We must be careful to be clear about what we mean.  In the courtroom, we cannot say that anything that is unintended is “accidental” and therefore “fault-free.” In negligence cases, we are not dealing with intentional acts, but liability based upon carelessness.  To be a “pure accident,” the injury-causing collision must be something that is not only unintended, but something that is without apparent cause.  Calling something “an accident” can be misleading if the jury hears not only that the event was “unintended”  but also rolls into that understanding the notion that “it is without apparent cause” and that, therefore, no one is liable. 

This is important enough to come at again in a slightly different way.  Social rules governing public safety have given rise to the idea that there is an ordinary and reasonable “standard of care,” the breach of which results in liability (legal responsibility) for negligence.  Negligence results in liability based upon fault – based on carelessness -  even though the negligent act is not intended. Jury confusion and error can result unless it is made clear that the defendant’s liability arises from carelessness, not intention.  It would be misleading for someone to suggest that “accidents happen” if they intended the jury to think that this meant that the defendant should not be held liable just because the conduct was unintended even though careless.  Negligence cases are all about unintended conduct: the question is whether the conduct was careless or not.  If it was careless (beneath the standard of ordinary and reasonable care), liability results

If the cause is someone’s negligence (carelessness), then liability of the negligent party must follow.  The negligent person is “at fault” and “blameworthy,”  notwithstanding the fact that the collision occurred as a product of carelessness, rather than recklessness or intentional misconduct.  These are the rules established in advance to protect all of us.  If someone is negligent, they are held accountable even if they didn’t do it “on purpose.”   

When a collision occurs on the freeway, for example, it is nearly always the case that someone is driving too fast for conditions, speeding, changing lanes without first ascertaining that the lane change can be made with safety, distracted, sleepy, intoxicated, following too closely, failing to maintain control of their vehicle, failing to see that which can be seen, failing to use lights or signals, or simply inattentive.  The “rules of the road” are extremely well-defined, particularly on the freeway system.  For an injury-causing collision to happen, there is almost always, on closer examination, a careless driver who is the apparent cause of the collision.  It was not done “on purpose.”  But, it is not an accident, either.
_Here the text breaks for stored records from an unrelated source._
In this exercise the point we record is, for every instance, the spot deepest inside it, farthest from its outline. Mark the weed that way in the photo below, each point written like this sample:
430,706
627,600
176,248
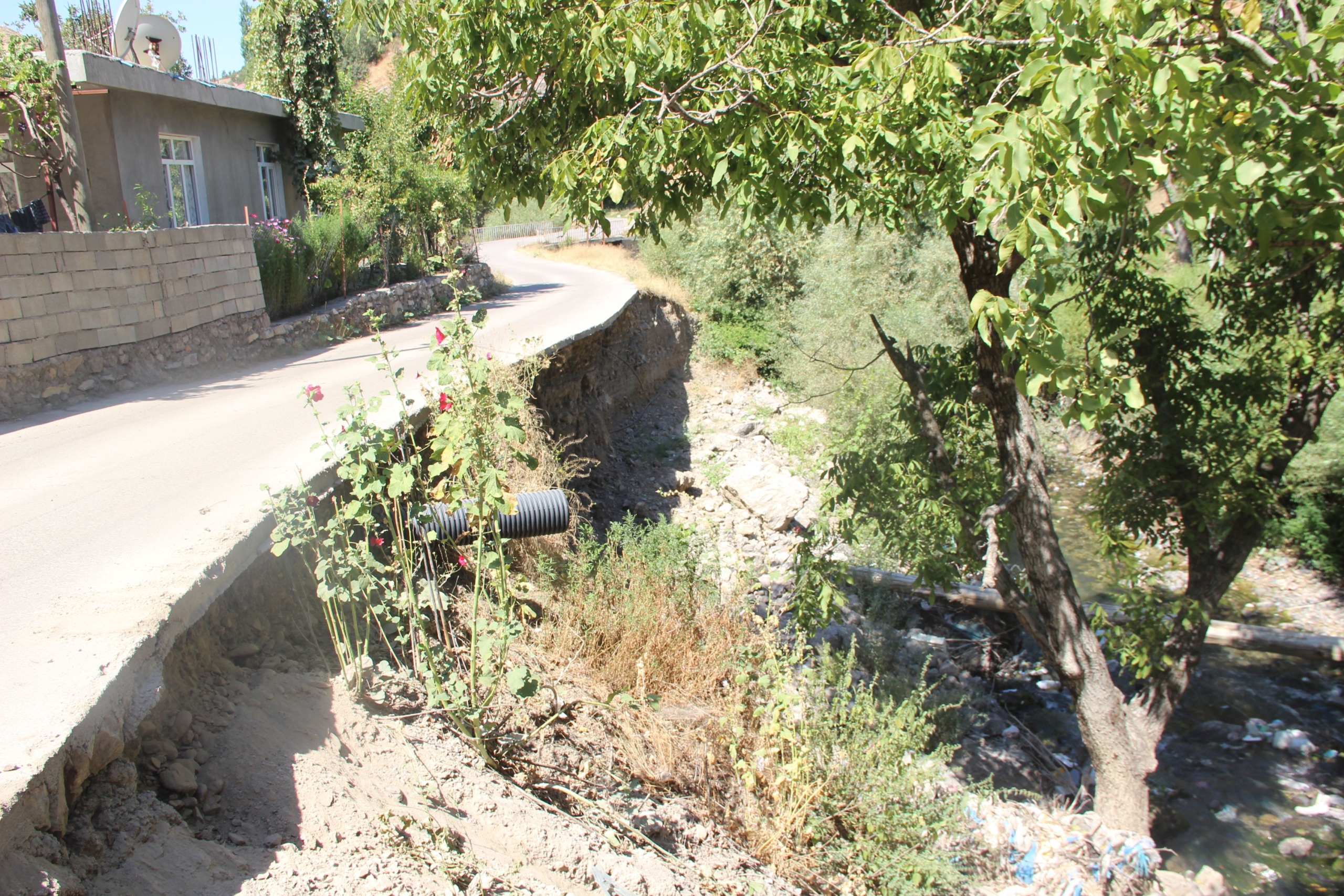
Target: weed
643,610
848,779
448,613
The jury, by holding careless drivers accountable under the “rules of the road” makes everyone – including the jurors, themselves – safer.  Do accidents happen?  On examination, the answer is: “seldom.”  Those seeking to make justice happen, both jurors and lawyers, are well-served by thinking in terms of the applicable “rules of the road” and expectations regarding conduct when considering injury-producing events.  If the event that caused injury is not random and not without an apparent cause, then it is likely the product of someone, somewhere violating social expectations of careful conduct.  Even if unintended, it is not an accident, but properly regarded as the product of negligence.  The rules of society, set out in advance, tell us when standards of conduct have been violated.  Where they are, accountability requires that liability be assigned to the careless person and that compensation be given to the  injured person.  It is what the law demands.  It is what best protects all of us.